The reverse, unsightly side of the picture he would not so much as glance at. Time enough when he was again flung out on that merciless, unrecognizing world he had come to loathe; loathe and dread. When that time came it would taste exceeding bitter in his mouth. All the more reason, then, to let the present furnish sweet food for retrospect; food that would offset the aloes of retribution. Thus Garrison philosophized.
And, though but vaguely aware of the fact, this philosophy of procrastination (but another form of selfishness) was the spawn of a supposition; the supposition that his love for Sue Desha was not returned; that it was hopeless, absurd. He was not injuring her. He was the moth, she the flame. He did not realize that the moth can extinguish the candle.
He had learned some of life's lessons, though the most difficult had been forgotten, but he had yet to understand the mighty force of love; that it contains no stagnant quality. Love, reciprocal love, uplifts. But there must be that reciprocal condition to cling to. For love is not selfishness on a grand scale, but a glorified pride. And the fine differentiation between these two words is the line separating the love that fouls from the love that cleanses.
And even as Garrison was fighting out the night with his sleepless thoughts, Sue Desha was in the same restless condition. Mr. Waterbury had arrived. His generous snores could be heard stalking down the corridor from the guest-chamber. He was of the abdominal variety of the animal species, eating and sleeping his way through life, oblivious of all obstacles.
Waterbury's ancestry was open to doubt. It was very vague; as vague as his features. It could not be said that he was brought up by his hair because he hadn't any to speak of. But the golden flood of money he commanded could not wash out certain gutter marks in his speech, person, and manner. That such an inmate should eat above the salt in Colonel Desha's home was a painful acknowledgment of the weight of necessity.

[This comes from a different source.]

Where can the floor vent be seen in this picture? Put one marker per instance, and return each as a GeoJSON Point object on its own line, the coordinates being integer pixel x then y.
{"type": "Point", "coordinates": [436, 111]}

What the necessity was, Sue sensed but vaguely. It was there, nevertheless, almost amounting to an obsession. For when the Desha and Waterbury type commingle there is but the one interpretation. Need of money or clemency in the one case; need of social introduction or elevation through kinship in the other.
The latter was Waterbury's case. But he also loved Sue—in his own way. He had met her first at the Carter Handicap, and, as he confided to himself: “She was a spanking filly, of good stock, and with good straight legs.”
His sincere desire to “butt into the Desha family” he kept for the moment to himself. But as a preliminary maneuver he had intimated that a visit to the Desha home would not come in amiss. And the old colonel, for reasons he knew and Waterbury knew, thought it would be wisest to accede.
Perhaps now the colonel was considering those reasons. His room was next that of his daughter, and in her listening wakefulness she had heard him turn restlessly in bed. Insomnia loves company as does misery. Presently the colonel arose, and the strong smell of Virginia tobacco and the monotonous pad, pad of list slippers made themselves apparent.
Sue threw on a dressing-gown and entered her father's room. He was in a light green bathrobe, his white hair tousled like sea-foam as he passed and repassed his gaunt fingers through it.